More cost reduction was announced however:

 Second, Sony will accelerate and broaden its on-going cost reduction and operational improvement measures, focusing attention across all functions relevant to the TV business, including manufacturing, sales, and headquarters/indirect functions (as outlined below). 

The subsidiary plan:

 In addition, to help transform this business into a more efficient and dynamic organization, optimized in size and structure for the current competitive business environment and fully accountable for its operations, Sony has decided to split out the TV business and operate it as a wholly-owned subsidiary.
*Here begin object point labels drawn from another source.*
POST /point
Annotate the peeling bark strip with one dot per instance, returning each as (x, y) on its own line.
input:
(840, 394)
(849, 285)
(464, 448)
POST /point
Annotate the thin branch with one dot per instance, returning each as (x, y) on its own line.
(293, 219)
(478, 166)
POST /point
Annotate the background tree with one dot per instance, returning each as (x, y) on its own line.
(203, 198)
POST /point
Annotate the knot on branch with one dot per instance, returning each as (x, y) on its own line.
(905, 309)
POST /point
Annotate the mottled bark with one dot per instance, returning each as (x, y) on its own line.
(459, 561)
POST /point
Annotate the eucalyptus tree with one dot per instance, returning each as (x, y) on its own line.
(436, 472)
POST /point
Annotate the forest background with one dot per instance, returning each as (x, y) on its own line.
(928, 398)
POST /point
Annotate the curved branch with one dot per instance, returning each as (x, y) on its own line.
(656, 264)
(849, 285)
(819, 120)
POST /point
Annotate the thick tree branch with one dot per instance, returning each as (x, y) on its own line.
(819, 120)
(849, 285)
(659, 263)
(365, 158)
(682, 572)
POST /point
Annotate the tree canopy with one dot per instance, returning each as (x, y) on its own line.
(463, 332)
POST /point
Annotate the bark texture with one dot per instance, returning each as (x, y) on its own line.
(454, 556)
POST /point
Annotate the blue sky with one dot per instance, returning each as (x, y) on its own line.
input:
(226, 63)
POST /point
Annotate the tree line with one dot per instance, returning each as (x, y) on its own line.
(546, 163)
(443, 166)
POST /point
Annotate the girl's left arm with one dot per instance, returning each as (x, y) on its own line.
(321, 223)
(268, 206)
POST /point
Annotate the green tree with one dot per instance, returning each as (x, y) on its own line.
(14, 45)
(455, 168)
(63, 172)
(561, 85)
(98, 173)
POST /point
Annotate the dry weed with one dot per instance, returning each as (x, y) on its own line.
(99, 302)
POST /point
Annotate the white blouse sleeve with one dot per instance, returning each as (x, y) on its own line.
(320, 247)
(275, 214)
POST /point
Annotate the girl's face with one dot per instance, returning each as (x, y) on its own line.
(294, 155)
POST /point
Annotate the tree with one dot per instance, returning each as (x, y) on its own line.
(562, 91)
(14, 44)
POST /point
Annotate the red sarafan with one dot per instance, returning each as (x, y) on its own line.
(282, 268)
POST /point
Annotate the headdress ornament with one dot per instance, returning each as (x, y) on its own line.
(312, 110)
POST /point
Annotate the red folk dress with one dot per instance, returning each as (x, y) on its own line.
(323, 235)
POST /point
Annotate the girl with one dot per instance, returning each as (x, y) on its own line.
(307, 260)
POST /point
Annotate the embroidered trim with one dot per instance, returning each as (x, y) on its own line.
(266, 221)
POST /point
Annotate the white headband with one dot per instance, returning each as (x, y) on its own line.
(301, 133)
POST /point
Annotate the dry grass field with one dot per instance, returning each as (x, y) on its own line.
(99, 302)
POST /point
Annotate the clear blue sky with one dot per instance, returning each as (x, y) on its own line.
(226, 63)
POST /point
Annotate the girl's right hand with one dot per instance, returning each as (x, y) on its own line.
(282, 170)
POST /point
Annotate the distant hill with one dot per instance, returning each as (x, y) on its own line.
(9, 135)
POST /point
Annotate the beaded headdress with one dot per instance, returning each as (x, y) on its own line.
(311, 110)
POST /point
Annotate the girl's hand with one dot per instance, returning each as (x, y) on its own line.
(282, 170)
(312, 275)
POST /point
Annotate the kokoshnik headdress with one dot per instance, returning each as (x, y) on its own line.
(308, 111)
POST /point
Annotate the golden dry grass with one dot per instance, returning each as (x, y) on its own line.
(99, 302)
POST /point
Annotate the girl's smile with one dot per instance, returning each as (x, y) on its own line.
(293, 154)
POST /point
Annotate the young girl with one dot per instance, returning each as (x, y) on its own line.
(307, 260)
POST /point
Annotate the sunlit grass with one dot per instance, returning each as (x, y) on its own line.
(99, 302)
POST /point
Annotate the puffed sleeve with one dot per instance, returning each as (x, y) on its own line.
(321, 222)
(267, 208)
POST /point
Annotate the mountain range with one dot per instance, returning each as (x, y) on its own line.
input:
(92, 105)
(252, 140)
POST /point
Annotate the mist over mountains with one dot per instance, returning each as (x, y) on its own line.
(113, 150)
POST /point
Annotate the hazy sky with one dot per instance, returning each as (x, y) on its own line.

The targeted timeframe for this transition is July 2014. By implementing these measures, Sony is aiming to further enhance its TV business’ profit structure and return the business to profitability during FY14. 

Also detailed were changes to manufacturing, sales, indirect functions and also how the headquarters operates:

…the Company plans to optimize the scale of the manufacturing, sales, and headquarters/indirect functions that support these businesses

 In terms of electronics sales companies, Sony plans to identify focused product categories for each specific country and region, rationalize support functions, and proactively implement outsourcing and other efficiency measures with the objective of achieving total cost reductions of approximately 20%** by the fiscal year ending March 31, 2016 (“FY15”).

Sony will also streamline Sony Corporation headquarters and support functions and expects to achieve cost reductions of approximately 30%** by FY15 within these operations. 

The workforce reduction:

 …Sony is anticipating headcount reduction of approximately 5,000 (1,500 in Japan, 3,500 overseas) by the end of FY14. 

So the TV business is being separated from the core, despite its importance to other products that they sell and will still be fully owned as a separate company. The detail that many will focus on will be the 5,000 job cuts.

Lots of key words came up amidst the management-speak:

  • Optimize; that can mean many things but often it’s about cost reduction
  • Tailor; products will be more carefully planned for different customers across the regions, fewer models maybe
  • Streamline; anything that is being streamlined involves cutting something out from the middle
  • Outsourcing; something that Sony needs to do/make will be sub-contracted to other companies, that is, Sony will agree with other companies to provide or produce something for them

Discuss:

Was Sony right to make this move? Did you spot any clues in the management terms about motivation or details that didn’t make it into the neat press release?